His A History of Wales was, therefore, a deliberate attempt to look back into the Welsh past, at the origins of the nation: 'the truth is that for the serious historian, who probes beneath the surface and seeks to discern the hidden springs of action, recent history deals only with superficial changes; for fundamentals, one must go back to much earlier times, to mediaeval, and even, it may be, to prehistoric days' (p. 92).
Pryce also looks closely at the Lloyd's methodology. Lloyd's formative years as an historian coincided with the professionalisation of history in Britain. Despite being a close friend of T. F. Tout, famous for his advocacy of 'scientific' history, Lloyd's A History of Wales, did not engage that closely with documentary evidence. Rather he attempted to sift the mass of information, legend and more reliable detail on the Welsh past, in order produce a 'sound and scientific textbook' (p. 97). That's not to say that he didn't see the value of archival work, far from it. Much of his time after the appearance of the History was spent supporting the publishing of sources on the history of Wales housed in various English archives under the imprint of the University of Wales, Board of Celtic Studies. Lloyd's History firmly established the narrative structure of the Welsh past, distilled fact from myth and fable, and provided those who came after with the groundwork upon which to build further investigations.
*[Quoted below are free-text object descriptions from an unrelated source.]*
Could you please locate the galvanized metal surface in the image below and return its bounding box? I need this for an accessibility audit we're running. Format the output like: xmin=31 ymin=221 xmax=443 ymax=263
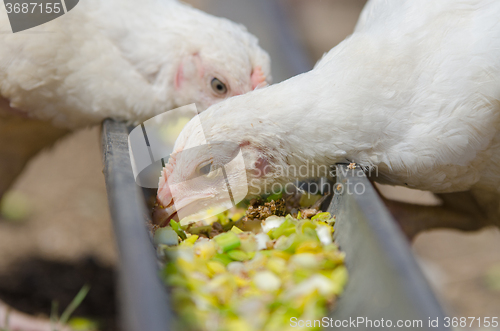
xmin=102 ymin=120 xmax=175 ymax=331
xmin=328 ymin=166 xmax=449 ymax=330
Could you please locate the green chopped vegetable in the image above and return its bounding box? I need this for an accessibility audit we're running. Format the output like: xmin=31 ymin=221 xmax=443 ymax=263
xmin=170 ymin=220 xmax=187 ymax=240
xmin=154 ymin=198 xmax=348 ymax=331
xmin=68 ymin=317 xmax=99 ymax=331
xmin=0 ymin=191 xmax=32 ymax=221
xmin=269 ymin=218 xmax=296 ymax=239
xmin=266 ymin=191 xmax=284 ymax=202
xmin=231 ymin=226 xmax=243 ymax=234
xmin=227 ymin=250 xmax=248 ymax=261
xmin=180 ymin=234 xmax=199 ymax=246
xmin=214 ymin=232 xmax=241 ymax=252
xmin=311 ymin=212 xmax=333 ymax=223
xmin=154 ymin=227 xmax=179 ymax=246
xmin=299 ymin=192 xmax=322 ymax=207
xmin=212 ymin=253 xmax=233 ymax=266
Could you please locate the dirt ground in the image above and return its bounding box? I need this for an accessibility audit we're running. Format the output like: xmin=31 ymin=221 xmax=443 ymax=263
xmin=0 ymin=128 xmax=118 ymax=329
xmin=0 ymin=0 xmax=499 ymax=330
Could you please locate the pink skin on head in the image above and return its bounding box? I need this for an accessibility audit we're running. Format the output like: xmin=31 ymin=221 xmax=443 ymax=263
xmin=174 ymin=63 xmax=183 ymax=90
xmin=156 ymin=142 xmax=269 ymax=211
xmin=155 ymin=157 xmax=177 ymax=225
xmin=251 ymin=66 xmax=267 ymax=89
xmin=174 ymin=54 xmax=204 ymax=91
xmin=157 ymin=158 xmax=175 ymax=206
xmin=175 ymin=56 xmax=267 ymax=93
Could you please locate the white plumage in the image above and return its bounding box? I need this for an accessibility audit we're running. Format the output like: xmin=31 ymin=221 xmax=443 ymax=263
xmin=158 ymin=0 xmax=500 ymax=227
xmin=0 ymin=0 xmax=271 ymax=203
xmin=0 ymin=0 xmax=271 ymax=128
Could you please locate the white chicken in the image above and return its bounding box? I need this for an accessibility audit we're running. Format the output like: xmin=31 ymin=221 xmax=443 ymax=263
xmin=0 ymin=0 xmax=270 ymax=329
xmin=158 ymin=0 xmax=500 ymax=233
xmin=0 ymin=0 xmax=271 ymax=200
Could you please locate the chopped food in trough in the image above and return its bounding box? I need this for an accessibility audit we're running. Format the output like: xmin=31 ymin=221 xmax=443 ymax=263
xmin=153 ymin=193 xmax=348 ymax=331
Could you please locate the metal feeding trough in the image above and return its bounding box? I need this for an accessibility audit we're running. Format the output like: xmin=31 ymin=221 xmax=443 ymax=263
xmin=101 ymin=1 xmax=450 ymax=330
xmin=327 ymin=167 xmax=448 ymax=330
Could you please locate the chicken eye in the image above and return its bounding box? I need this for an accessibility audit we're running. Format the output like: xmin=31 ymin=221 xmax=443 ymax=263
xmin=211 ymin=78 xmax=227 ymax=95
xmin=198 ymin=162 xmax=212 ymax=176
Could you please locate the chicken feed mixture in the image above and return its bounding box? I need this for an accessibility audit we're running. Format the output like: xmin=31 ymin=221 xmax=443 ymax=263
xmin=151 ymin=193 xmax=348 ymax=331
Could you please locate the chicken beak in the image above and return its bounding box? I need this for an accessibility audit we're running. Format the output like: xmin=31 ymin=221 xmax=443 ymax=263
xmin=152 ymin=202 xmax=178 ymax=225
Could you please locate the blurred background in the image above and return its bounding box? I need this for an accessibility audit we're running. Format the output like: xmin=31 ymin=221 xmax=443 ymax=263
xmin=0 ymin=1 xmax=499 ymax=330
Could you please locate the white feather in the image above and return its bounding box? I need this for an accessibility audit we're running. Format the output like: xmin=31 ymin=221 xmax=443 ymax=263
xmin=168 ymin=0 xmax=500 ymax=208
xmin=0 ymin=0 xmax=271 ymax=128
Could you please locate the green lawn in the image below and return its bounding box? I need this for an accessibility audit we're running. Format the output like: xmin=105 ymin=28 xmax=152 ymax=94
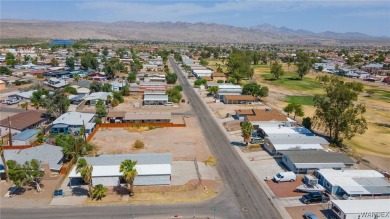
xmin=261 ymin=72 xmax=322 ymax=92
xmin=285 ymin=95 xmax=315 ymax=106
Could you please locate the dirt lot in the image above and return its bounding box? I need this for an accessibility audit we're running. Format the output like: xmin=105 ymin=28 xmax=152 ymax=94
xmin=91 ymin=117 xmax=212 ymax=161
xmin=85 ymin=179 xmax=221 ymax=205
xmin=286 ymin=204 xmax=332 ymax=219
xmin=0 ymin=174 xmax=64 ymax=208
xmin=266 ymin=175 xmax=305 ymax=198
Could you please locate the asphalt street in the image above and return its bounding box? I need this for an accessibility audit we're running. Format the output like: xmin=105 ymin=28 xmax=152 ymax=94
xmin=169 ymin=57 xmax=280 ymax=219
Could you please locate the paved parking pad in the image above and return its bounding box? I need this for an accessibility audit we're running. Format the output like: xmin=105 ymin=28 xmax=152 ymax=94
xmin=266 ymin=175 xmax=306 ymax=198
xmin=286 ymin=204 xmax=331 ymax=219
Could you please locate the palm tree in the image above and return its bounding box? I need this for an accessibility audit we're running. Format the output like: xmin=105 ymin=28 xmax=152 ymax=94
xmin=120 ymin=159 xmax=138 ymax=196
xmin=76 ymin=158 xmax=93 ymax=197
xmin=91 ymin=184 xmax=107 ymax=200
xmin=241 ymin=121 xmax=254 ymax=146
xmin=73 ymin=74 xmax=80 ymax=83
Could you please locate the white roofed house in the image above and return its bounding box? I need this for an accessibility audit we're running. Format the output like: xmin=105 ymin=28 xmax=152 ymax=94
xmin=68 ymin=153 xmax=172 ymax=187
xmin=331 ymin=199 xmax=390 ymax=219
xmin=44 ymin=77 xmax=68 ymax=89
xmin=51 ymin=112 xmax=96 ymax=135
xmin=206 ymin=83 xmax=242 ymax=100
xmin=316 ymin=169 xmax=390 ymax=198
xmin=85 ymin=92 xmax=113 ymax=105
xmin=193 ymin=69 xmax=213 ymax=78
xmin=143 ymin=94 xmax=169 ymax=105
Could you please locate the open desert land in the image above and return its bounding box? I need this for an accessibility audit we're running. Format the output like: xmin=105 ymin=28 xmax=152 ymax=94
xmin=90 ymin=117 xmax=212 ymax=161
xmin=250 ymin=64 xmax=390 ymax=171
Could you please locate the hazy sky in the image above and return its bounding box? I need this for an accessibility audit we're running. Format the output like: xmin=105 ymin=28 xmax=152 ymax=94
xmin=2 ymin=0 xmax=390 ymax=36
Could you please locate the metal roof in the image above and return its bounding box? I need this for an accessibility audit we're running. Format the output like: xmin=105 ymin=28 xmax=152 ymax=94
xmin=0 ymin=111 xmax=46 ymax=131
xmin=0 ymin=144 xmax=63 ymax=171
xmin=69 ymin=164 xmax=171 ymax=178
xmin=124 ymin=112 xmax=171 ymax=121
xmin=85 ymin=92 xmax=112 ymax=101
xmin=53 ymin=112 xmax=95 ymax=126
xmin=266 ymin=136 xmax=329 ymax=145
xmin=82 ymin=153 xmax=172 ymax=166
xmin=12 ymin=129 xmax=39 ymax=141
xmin=143 ymin=94 xmax=168 ymax=101
xmin=332 ymin=200 xmax=390 ymax=214
xmin=282 ymin=150 xmax=354 ymax=165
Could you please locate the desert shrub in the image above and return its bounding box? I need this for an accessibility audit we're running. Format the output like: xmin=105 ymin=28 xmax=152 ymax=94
xmin=204 ymin=156 xmax=216 ymax=166
xmin=133 ymin=139 xmax=145 ymax=149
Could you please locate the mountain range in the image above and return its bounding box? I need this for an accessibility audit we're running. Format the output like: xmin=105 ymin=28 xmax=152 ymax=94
xmin=1 ymin=19 xmax=389 ymax=45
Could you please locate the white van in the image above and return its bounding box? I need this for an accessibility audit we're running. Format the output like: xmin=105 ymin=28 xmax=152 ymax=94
xmin=273 ymin=172 xmax=296 ymax=183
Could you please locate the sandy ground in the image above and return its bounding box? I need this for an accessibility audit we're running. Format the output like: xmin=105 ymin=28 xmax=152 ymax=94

Lloyd was also genuinely interdisciplinary in his approach, drawing upon recent archaeological evidence for his chapters on prehistoric Wales and the origins of the Welsh people for example. Lloyd's conclusions in area are dealt with fully in a separate chapter of Pryce's study. One of the themes that recurrs in this area as elsewhere in the book was Lloyd's determination to unravel historical fact from legend and myth - something that gained him a reputation as a debunker of long cherished views of the past (p. 101). In two further chapters, Pryce analyses Lloyd's views of Welsh society and his interpretation of the Welsh princes, who he sees as 'nation builders'. In a short section on the Welsh church, Pryce shows how Lloyd maintained a close link between the religious fortunes of the Welsh and their sense of nationality. Both ideas ebbed and flowed through the history of Wales, but Lloyd maintained the existence of 'a distinctive religious sentiment across the medieval centuries', which would 'eventually find expression in the Methodist revival' (p. 149).
Those of us who write Welsh history today therefore stand on Lloyd's shoulders to a greater or lesser extent. While maintaining that he created Welsh history is probably an overstatement, he certainly laid the foundation of it as an academic discipline. In doing this he set himself apart from some of his contemporaries who were more determined to increase the popularity of Welsh history as an integral part of Welsh culture. According to Pryce: 'Lloyd, by seeking to establish Welsh history as an academic discipline endowed with 'scientific' credentials aceptable to a wider world of scholarship, effectively distanced it' from wider Welsh cultural life (p. 173-4).